A 3-month critical time intervention service involving social workers and peer specialists to connect people hospitalized with first episode of psychosis to appropriate community mental health services post-discharge and a systematic review and meta-analysis of the effects of specific positive psychology interventions for people with schizophrenia spectrum disorders were presented at IEPA11. They both improved outcomes for patients with psychosis.

Connecting patients with first-episode psychosis to community mental health services after discharge

New York City (NYC) START is a newly implemented 3-month critical time intervention program involving social workers and peer specialists that connects people aged 18–30 years hospitalized with first episode of psychosis (FEP) to community mental health treatment,1 explained Daniel Anderson from New York City Department of Health and Mental Hygiene, NY.

87% attendance an initial mental health appointment compared with 59% in 2011

The social workers and peer specialists meet patients while hospitalized and enroll them into and provide a voluntary 3-month critical time intervention services to connect them to appropriate community mental health services after discharge.

Of 285 patients (clients) — 65% male and 50% African-American — who accepted NYC START services in 2016, 222 (78%) completed at least 3 months of the program.

Contacts with the social workers and peer specialists were most frequent in the first week after discharge with a mean of 2.5 ± 1.4 contacts, 1.9 of which were with social workers and 0.5 with peer specialists.

Overall:

  • social workers and peer specialists provided a mean of 17.3 ± 4.4 and 8.5 ± 3.5 client-specific activities per week, respectively
  • 249 patients (87%) attended an initial mental health appointment after hospital discharge while receiving services from NYC START compared with 59% in 2011

Promoting strength, resilience and self-compassion in persons with psychosis

Mindfulness appears to be a safe and effective intervention for people with psychosis with beneficial effects on hospitalization, duration of hospitalization, acceptance of depressive symptoms, and well-being, said Jens Einar Jansen of the Mental Health Center, Copenhagen, Denmark. This is in line with findings from two previous meta-analyses.2,3

Beneficial effects on acceptance of depressive symptoms and well-being

Dr Jansen described his recent systemic review and meta-analysis of the effects of specific positive psychology interventions for people with schizophrenia spectrum disorders. The outcome measures for the systematic literature search according to the PRISMA guidelines using relevant databases and manual searches were positive emotions, compassion, mindfulness and subjective well-being. Interventions included individual therapy, group training and group therapy.

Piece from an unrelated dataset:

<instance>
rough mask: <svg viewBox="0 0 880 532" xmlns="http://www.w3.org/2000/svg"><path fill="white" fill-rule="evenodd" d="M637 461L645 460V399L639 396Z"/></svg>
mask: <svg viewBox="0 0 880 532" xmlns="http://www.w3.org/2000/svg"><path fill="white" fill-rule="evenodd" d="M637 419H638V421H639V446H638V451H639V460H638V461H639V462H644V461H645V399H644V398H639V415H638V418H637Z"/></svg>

The review and meta-analysis showed:

  • moderate evidence for a short- and long-term effect of positive psychology interventions on psychotic symptoms and rehospitalization compared to control conditions (n=868)
  • small-to-moderate effects of mindfulness on depressive symptoms, mindfulness skills and social functioning
  • no significant difference between primarily acceptance-based and primarily mindfulness interventions

Based on two separate studies, there was a significant difference between positive psychotherapy and control conditions on wellbeing, positive relations and resilience, but not on psychotic symptoms.

References
  1. NYC START. https://www1.nyc.gov/site/doh/health/health-topics/crisis-emergency-services-nyc-start.page. Accessed 24 October 2018.
  2. Cramer H, et al. Global Adv Health Med 2016;5(1):30–43.
  3. Khoury B, et al. Clin Psychol Rev 2013;33(6):76371.